В свою компанию Никита ее не приглашал. Интереса к «мушкетерам» Таня брату не показывала никогда, но тянулась всей душой в их благородный круг. Однако братец был ревнив, и Таня понимала, что ее туда он не допустит.
Павел же всегда был особенный. Наслышанная о нем еще в школе, она в его присутствии приосанивалась, повышала голос, чтобы заметил. Потом, из-за Генерала, и думать забыла. И вот надо же, встретились...
Очень хорошо, что рядом с ними тогда оказался Ванечка, собрат-филолог. Таня была, пожалуй, единственной из признанных факультетских красавиц, которая не только не убегала, завидев Ларина, но и вполне дружески с ним общалась. Объяснение тому было простое: любовью к ней Ванечка переболел еще в школе и теперь держался с ней настолько спокойно, будто она в его глазах утратила не только красоту, но и половые признаки вообще. Для него она была «сестренка настоящая», поскольку всегда одалживала на бутылочку-Другую, а долга никогда не спрашивала.

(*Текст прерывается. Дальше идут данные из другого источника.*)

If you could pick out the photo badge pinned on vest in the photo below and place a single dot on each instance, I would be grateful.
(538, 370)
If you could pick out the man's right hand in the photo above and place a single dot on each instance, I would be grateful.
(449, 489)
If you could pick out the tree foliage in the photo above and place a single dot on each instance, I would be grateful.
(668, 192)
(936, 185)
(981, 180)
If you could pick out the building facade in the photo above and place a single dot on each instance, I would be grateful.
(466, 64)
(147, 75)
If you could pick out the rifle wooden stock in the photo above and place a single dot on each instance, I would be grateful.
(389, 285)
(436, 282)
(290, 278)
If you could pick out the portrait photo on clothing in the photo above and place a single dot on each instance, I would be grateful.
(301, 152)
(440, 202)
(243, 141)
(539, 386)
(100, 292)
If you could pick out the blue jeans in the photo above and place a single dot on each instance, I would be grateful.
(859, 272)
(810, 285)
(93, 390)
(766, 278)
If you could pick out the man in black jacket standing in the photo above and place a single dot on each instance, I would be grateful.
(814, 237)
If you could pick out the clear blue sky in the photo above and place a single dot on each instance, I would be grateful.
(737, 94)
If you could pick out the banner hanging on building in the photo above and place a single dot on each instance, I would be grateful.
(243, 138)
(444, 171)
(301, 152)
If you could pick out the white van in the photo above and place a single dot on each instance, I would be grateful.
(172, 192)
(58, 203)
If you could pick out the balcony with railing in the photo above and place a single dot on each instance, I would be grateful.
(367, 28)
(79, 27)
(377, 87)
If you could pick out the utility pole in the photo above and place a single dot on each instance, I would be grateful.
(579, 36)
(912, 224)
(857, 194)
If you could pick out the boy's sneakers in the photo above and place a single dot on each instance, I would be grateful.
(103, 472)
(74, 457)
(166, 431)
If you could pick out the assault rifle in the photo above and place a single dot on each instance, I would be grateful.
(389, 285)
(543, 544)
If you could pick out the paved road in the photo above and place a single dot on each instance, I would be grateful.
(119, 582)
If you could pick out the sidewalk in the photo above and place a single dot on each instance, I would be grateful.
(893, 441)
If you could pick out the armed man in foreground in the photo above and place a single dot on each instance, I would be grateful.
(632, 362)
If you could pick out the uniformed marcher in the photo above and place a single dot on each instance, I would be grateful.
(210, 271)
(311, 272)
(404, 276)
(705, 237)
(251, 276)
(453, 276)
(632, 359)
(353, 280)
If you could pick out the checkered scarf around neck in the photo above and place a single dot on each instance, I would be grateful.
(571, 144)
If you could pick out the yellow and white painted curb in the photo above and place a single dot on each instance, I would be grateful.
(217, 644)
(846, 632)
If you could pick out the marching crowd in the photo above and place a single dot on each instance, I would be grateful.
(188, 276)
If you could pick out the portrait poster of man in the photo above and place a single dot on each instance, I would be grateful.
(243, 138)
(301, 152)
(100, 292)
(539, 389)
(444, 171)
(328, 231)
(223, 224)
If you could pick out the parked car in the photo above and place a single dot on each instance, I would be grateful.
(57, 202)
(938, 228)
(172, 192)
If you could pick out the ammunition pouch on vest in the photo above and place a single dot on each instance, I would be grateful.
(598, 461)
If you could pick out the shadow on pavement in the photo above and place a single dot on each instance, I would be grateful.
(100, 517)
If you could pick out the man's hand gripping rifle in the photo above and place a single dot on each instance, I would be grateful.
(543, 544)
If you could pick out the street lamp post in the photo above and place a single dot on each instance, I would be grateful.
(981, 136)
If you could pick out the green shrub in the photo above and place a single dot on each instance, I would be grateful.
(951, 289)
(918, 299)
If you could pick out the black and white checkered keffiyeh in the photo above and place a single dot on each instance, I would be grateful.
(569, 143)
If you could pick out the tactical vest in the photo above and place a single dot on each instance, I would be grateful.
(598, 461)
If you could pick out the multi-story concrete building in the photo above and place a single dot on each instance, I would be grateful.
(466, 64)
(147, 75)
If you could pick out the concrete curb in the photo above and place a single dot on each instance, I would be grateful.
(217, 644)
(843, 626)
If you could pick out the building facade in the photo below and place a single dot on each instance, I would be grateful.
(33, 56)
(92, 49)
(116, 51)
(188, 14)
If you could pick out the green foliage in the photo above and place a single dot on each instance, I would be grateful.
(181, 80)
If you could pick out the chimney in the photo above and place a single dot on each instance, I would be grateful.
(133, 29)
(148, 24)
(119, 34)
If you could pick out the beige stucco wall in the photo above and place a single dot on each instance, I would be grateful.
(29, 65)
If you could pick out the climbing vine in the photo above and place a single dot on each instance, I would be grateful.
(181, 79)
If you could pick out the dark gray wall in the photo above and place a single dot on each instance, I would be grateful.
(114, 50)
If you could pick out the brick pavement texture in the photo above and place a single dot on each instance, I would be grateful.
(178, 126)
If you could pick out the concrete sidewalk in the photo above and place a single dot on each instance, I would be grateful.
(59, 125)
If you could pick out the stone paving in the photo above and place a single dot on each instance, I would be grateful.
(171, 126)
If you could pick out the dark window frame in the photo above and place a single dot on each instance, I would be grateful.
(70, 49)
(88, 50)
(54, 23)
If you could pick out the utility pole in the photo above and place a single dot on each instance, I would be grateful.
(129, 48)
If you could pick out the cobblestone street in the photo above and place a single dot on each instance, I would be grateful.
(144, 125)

Как-то раз, уже изрядно под газом, он выцыганил у нее целый червонец и в приливе чувств назвал ее «братком». Таня притворно нахмурилась и отвела руку с червонцем в сторону.
– Да ты, Ларин, уже назюзюканный сверх меры. Какая я тебе «браток»?!
– Настоящий! Сестренка-то, даже самая клевая, больше трехи не даст.
Таня рассмеялась и подарила Ванечке второй червонец, призовой.
И вот теперь это чудо в перьях женится, а Павел специально заехал за ним на факультет, чтобы отовариться к свадьбе в обкомовском распределителе и отвезти продукты на черновскую дачу, где, собственно, и будет гулянка. Не ее, конечно, дело, но лично она таким, как этот Ванечка, вообще запретила бы жениться. Ох, и нахлебается с ним его будущая жена, как ее... Татьяна. Тезка.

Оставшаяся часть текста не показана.